Case Study 12 - Night club – collection of mobile numbers for marketing purpose
There is a noticeable increase in the use of text marketing services as a promotional tool in the retail and leisure sectors. During 2005 a number of such promotions were the subject of complaints to my office and I will focus on one particular example in order to highlight the potential problems.
In the second half of the year an individual contacted my office to complain about the receipt of text messages on her mobile phone. These messages promoted a night club in Dublin, but the caller did not live in the locality and had never visited the establishment. The sending of text messages contrary to Regulation 13(1) (b) of Statutory Instrument 535 of 2003 is an offence. That states
“A person shall not use or cause to be used any publicly available electronic communications service to send an unsolicited communication for the purpose of direct marketing by means of electronic mail, to a subscriber, who is a natural person, unless the person has been notified by that subscriber that for the time being he or she consents to the receipt of such a communication”.
As neither the complainant nor any of her family had any association with the night club, I asked the data controller to explain what justification he had to send such messages. In his reply, the data controller stated that the complainant’s number had been obtained during an in-club promotion. This conflicted with the complainant’s account and so I decided to send authorised officers to inspect the night club records.
The inspection found that mobile phone numbers were collected when patrons of the club filled out a form that was passed around on given nights.

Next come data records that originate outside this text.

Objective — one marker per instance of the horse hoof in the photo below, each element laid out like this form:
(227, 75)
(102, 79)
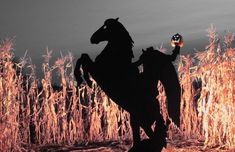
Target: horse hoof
(147, 145)
(79, 81)
(89, 83)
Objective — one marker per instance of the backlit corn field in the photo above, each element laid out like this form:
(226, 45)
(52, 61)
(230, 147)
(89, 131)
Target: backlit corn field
(36, 112)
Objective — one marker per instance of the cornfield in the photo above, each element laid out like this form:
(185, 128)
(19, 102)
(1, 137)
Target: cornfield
(36, 112)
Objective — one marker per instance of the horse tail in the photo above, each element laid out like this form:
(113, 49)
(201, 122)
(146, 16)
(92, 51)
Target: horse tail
(170, 81)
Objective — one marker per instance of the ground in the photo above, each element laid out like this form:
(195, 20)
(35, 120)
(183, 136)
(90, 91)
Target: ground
(176, 146)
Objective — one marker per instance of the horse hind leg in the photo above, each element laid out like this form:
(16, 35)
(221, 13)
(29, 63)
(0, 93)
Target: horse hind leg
(86, 64)
(77, 72)
(87, 68)
(160, 132)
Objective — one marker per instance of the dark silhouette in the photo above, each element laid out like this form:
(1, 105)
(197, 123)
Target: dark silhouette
(120, 79)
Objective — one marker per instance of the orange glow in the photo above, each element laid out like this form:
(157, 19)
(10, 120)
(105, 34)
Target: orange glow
(70, 115)
(177, 39)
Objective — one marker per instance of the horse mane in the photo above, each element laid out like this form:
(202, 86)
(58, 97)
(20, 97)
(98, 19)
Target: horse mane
(121, 35)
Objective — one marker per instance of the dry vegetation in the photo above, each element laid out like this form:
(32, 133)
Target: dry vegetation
(34, 112)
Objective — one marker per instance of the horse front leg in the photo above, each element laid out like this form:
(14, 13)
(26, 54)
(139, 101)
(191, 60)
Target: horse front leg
(87, 66)
(135, 131)
(77, 72)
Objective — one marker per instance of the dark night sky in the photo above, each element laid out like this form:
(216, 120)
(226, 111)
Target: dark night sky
(66, 25)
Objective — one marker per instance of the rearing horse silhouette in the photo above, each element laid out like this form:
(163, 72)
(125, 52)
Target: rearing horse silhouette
(120, 79)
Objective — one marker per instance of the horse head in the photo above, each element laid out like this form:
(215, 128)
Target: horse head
(112, 31)
(118, 50)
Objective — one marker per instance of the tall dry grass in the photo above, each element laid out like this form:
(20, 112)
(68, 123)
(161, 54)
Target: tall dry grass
(34, 111)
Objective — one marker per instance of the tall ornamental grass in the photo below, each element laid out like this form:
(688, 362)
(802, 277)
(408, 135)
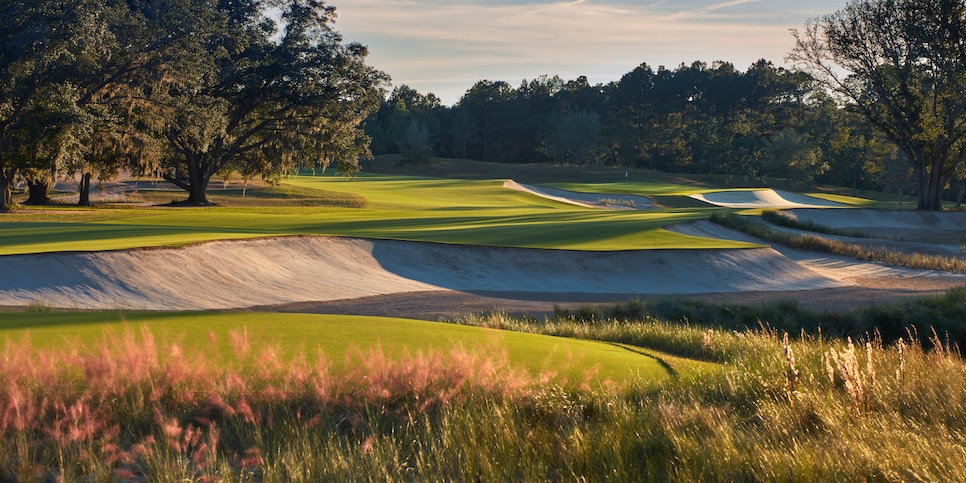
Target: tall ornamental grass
(133, 408)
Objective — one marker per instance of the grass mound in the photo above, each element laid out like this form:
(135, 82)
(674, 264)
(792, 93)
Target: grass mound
(132, 408)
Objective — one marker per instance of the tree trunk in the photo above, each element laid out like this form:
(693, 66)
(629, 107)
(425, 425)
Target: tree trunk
(38, 193)
(85, 190)
(6, 190)
(198, 189)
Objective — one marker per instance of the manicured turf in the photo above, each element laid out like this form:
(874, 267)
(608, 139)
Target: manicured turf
(333, 336)
(403, 208)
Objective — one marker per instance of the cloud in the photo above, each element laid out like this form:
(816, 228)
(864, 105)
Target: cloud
(441, 43)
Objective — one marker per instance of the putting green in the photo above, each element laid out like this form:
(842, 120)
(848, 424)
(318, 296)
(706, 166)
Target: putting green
(334, 335)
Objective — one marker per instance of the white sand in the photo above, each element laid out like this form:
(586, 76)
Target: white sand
(588, 200)
(766, 198)
(235, 274)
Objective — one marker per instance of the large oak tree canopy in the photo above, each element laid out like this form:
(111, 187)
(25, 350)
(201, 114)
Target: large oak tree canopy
(902, 64)
(267, 92)
(197, 86)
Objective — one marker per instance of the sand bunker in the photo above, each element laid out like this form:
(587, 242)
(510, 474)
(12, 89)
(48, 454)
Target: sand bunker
(236, 274)
(589, 200)
(766, 198)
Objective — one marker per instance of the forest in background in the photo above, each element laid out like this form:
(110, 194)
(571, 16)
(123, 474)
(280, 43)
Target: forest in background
(763, 123)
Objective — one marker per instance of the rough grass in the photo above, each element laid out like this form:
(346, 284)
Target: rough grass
(872, 253)
(292, 334)
(135, 409)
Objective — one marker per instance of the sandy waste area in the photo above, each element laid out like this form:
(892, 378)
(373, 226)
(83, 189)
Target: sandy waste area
(291, 270)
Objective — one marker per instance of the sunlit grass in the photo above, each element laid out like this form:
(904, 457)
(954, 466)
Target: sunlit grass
(138, 407)
(293, 334)
(401, 208)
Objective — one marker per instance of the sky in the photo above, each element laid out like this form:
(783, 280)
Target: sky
(445, 47)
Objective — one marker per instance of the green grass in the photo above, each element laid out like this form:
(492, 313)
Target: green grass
(135, 408)
(867, 252)
(402, 208)
(333, 336)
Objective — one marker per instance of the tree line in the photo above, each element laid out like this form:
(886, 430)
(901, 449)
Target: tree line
(875, 100)
(188, 90)
(178, 88)
(763, 122)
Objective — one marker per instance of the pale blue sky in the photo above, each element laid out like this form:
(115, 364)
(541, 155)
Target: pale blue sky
(444, 47)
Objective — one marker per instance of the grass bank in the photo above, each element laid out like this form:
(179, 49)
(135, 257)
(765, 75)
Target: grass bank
(133, 409)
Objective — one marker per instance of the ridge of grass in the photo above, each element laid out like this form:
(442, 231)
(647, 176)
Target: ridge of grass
(817, 243)
(134, 408)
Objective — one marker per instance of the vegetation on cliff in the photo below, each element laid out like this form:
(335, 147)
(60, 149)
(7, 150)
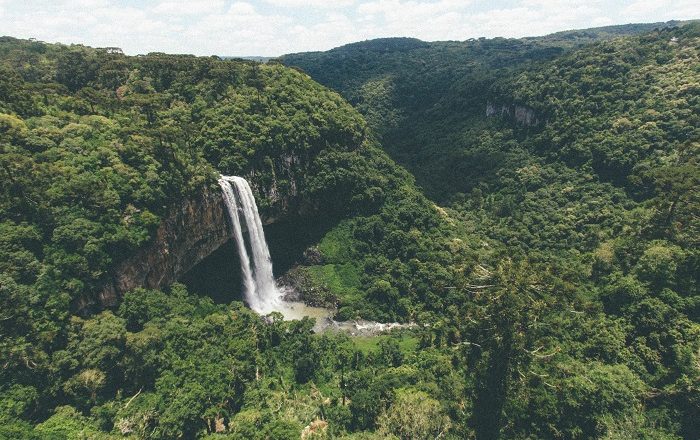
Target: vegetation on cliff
(558, 281)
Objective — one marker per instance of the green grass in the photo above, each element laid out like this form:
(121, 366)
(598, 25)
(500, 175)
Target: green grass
(337, 245)
(367, 344)
(343, 280)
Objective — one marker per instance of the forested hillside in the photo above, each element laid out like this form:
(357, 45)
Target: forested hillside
(554, 288)
(594, 196)
(97, 148)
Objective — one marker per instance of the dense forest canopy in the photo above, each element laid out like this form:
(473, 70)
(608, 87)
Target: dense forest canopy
(555, 287)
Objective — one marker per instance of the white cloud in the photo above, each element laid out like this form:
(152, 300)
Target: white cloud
(190, 7)
(274, 27)
(321, 4)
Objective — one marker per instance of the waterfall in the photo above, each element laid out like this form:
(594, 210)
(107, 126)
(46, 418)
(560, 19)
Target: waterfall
(261, 292)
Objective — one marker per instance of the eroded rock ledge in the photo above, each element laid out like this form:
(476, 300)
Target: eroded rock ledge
(521, 114)
(194, 229)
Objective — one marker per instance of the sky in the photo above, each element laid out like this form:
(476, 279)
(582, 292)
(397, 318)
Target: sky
(276, 27)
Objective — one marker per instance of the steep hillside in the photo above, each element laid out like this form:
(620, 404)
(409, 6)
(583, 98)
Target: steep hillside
(585, 166)
(555, 290)
(423, 98)
(109, 167)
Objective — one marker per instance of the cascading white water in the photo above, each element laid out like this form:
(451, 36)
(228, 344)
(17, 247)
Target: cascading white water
(261, 292)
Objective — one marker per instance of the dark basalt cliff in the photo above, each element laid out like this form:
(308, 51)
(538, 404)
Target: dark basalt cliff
(195, 228)
(521, 114)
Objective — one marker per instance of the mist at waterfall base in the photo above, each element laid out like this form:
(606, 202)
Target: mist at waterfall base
(261, 293)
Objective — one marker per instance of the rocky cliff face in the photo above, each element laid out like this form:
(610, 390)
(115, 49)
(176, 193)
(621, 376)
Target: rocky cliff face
(194, 228)
(521, 114)
(198, 226)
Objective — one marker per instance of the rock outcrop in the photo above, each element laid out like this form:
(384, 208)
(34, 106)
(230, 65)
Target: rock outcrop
(193, 229)
(519, 113)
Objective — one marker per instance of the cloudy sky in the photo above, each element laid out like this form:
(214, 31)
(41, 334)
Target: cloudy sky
(275, 27)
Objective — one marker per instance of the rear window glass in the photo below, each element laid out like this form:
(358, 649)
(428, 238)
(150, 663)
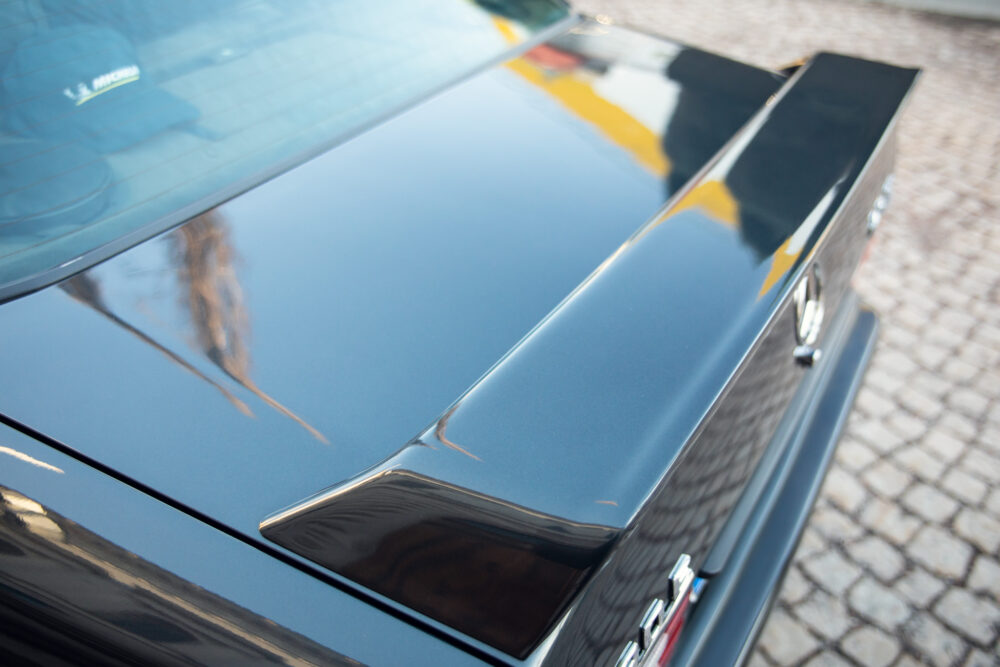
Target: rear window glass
(120, 118)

This is not a very privacy friendly way of collecting such details. Aside from the fact that patrons can read details belonging to other patrons, because of the nature of the venue certain patrons might not be in a proper condition to give consent to the use of their personal data. It is also easy for a patron to accidentally or deliberately write down the wrong number, or for staff to transcribe the number inaccurately onto a marketing database.
The company had already taken some remedial action. It had removed the complainant’s details from its marketing list and had provided a new number for customers to text if they wanted to opt out of future marketing. I recommended that the company look at replacing the manual form of data collection with an electronic one, such as asking customers to phone/text a number. In this way a number would be automatically and correctly recorded. This would prevent inaccuracies relating to numbers. I further suggested that the data collection should be done at an early stage in the evening, when patrons would be more likely to be aware of the implications of entering a promotion.
This is a classic example of a business being attracted by new technology without making itself aware of its legal responsibilities. Whilst the legislation doesn’t differentiate between the casual marketer and the professional, I was not inclined to prosecute this company. The company admitted responsibility and took remedial action and I am satisfied that the company will behave in a more responsible manner in future.
This type of behaviour is becoming more common and if the sector continues to ignore its responsibilities, in future I may have no choice but to engage in enforcement action.